Personalemente sono piuttosto aperto su tutto ciò che riguarda la libertà di espressione, non solo, ovviamente, nel vivere civile, ma anche nell’arte e in generale in qualsiasi forma di comunicazione. Non ho particolari riserve sulla presenza di sesso o di violenza nei film, ad esempio, purché rivolti a un pubblico adulto. Posso tranquillamente accettare anche la pornografia, anche se personalmente la trovo troppo esplicita e quindi meno eccitante di una pellicola erotica.
C’è una soglia, tuttavia, che ritengo non dovrebbe essere mai superata, non tanto per i contenuti in sé — nessuno ti obbliga a vedere un certo film, se non ti interessa — ma per il pericolo che può rappresentare in termini di emulazione. Oltre quella soglia, lo spettacolo cessa di essere tale e diventa un pericoloso messaggio per tutti coloro che potrebbero vedere in esso una sorta di esaltazione del male e della sofferenza, della violenza fine a sé stessa e del sadico piacere di infliggere il male.
Personalmente credo che l’ultima pellicola di Eli Roth, «Hostel», prodotta da Quentin Tarantino, Scott Spiegel e Boaz Yakin, abbia superato quella soglia. Stasera la mia compagna mi ha detto che un certo sadico piacere di infliggere il male è probabilmente presente in tutti noi, ricordandomi come, da bambini, molti si siano divertiti a staccare le zampette alle formiche o la coda alle lucertole. Io, personalmente, non credo di aver mai provato tale piacere, tantomeno da bambino, ma non voglio negare che l’animo umano possa nascondere in sé desideri contrastanti e a volte perversi. Tuttavia ha poi affermato come certi comportamenti, se non controllati, andrebbero curati e non certo esaltati in pellicole come quella di Eli Roth. Condivido in pieno.
Un film del genere non dovrebbe essere proiettato. Non avrei mai creduto, da liberale convinto, che un giorno avrei potuto fare un’affermazione del genere, ma esiste un confine oltre il quale non dovremmo mai spingerci perché potrebbe distruggere tutto ciò in cui crediamo, e quel confine credo debba essere difeso.
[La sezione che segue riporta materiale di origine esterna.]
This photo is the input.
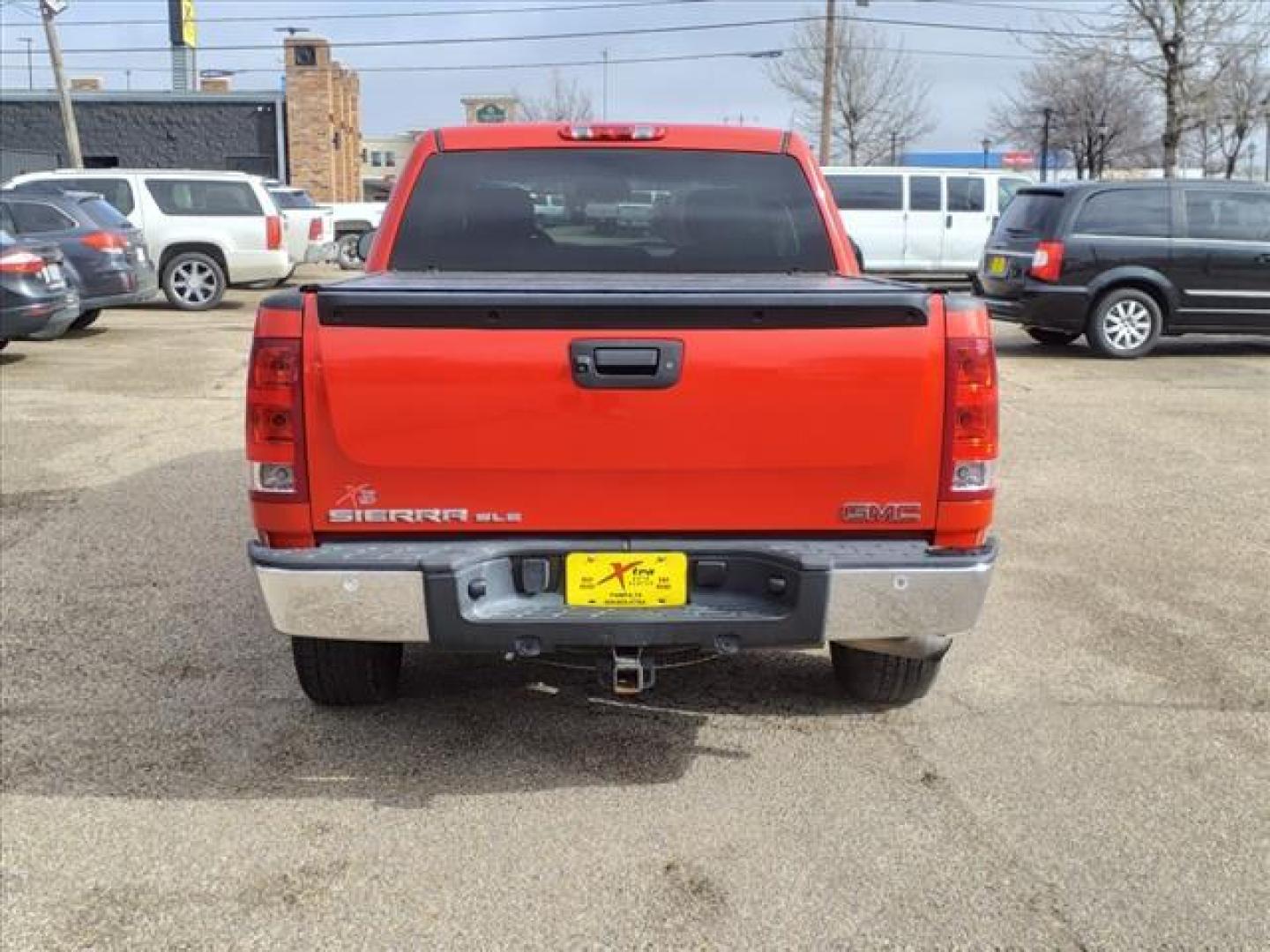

Oppure domani potremmo ritrovare quelle scene, che oggi sono solo finzione, proiettate sullo schermo di un telegiornale.
credo fermamente che film come hostel siano da valutare dal punto di vista psicologico-come semplicisticamente ha fatto la fidanzata-chiederci perchè ci impressiona così tanto non il sangue che schizza, ma l’ idea di eli roth che l uomo possa concepire un piacere così pieno nell infliggere dolore,ci dà fastidio ammetterlo ma per certi versi il nostro animo è-al di là di ogni giudizio morale-spietato,disgustoso…non sono un misantropo ma voglio solo dire che roth ha estremizzato(se vogliamo però pensiamo a ciò che succede in alcune guerre ai nemici o ai civili)una delle tendenze delle pulsioni umane…l arte viene dall uomo, cosa può mai esserci nell opera di disumano o di malato o comunque da rivedere?!
Purtroppo raccontando ciò che il mostro che è in noi a volte fa, spesso scatena quel mostro in altri. La parola è potere, l’immagine è potenza, messi insieme sono una responsabilità.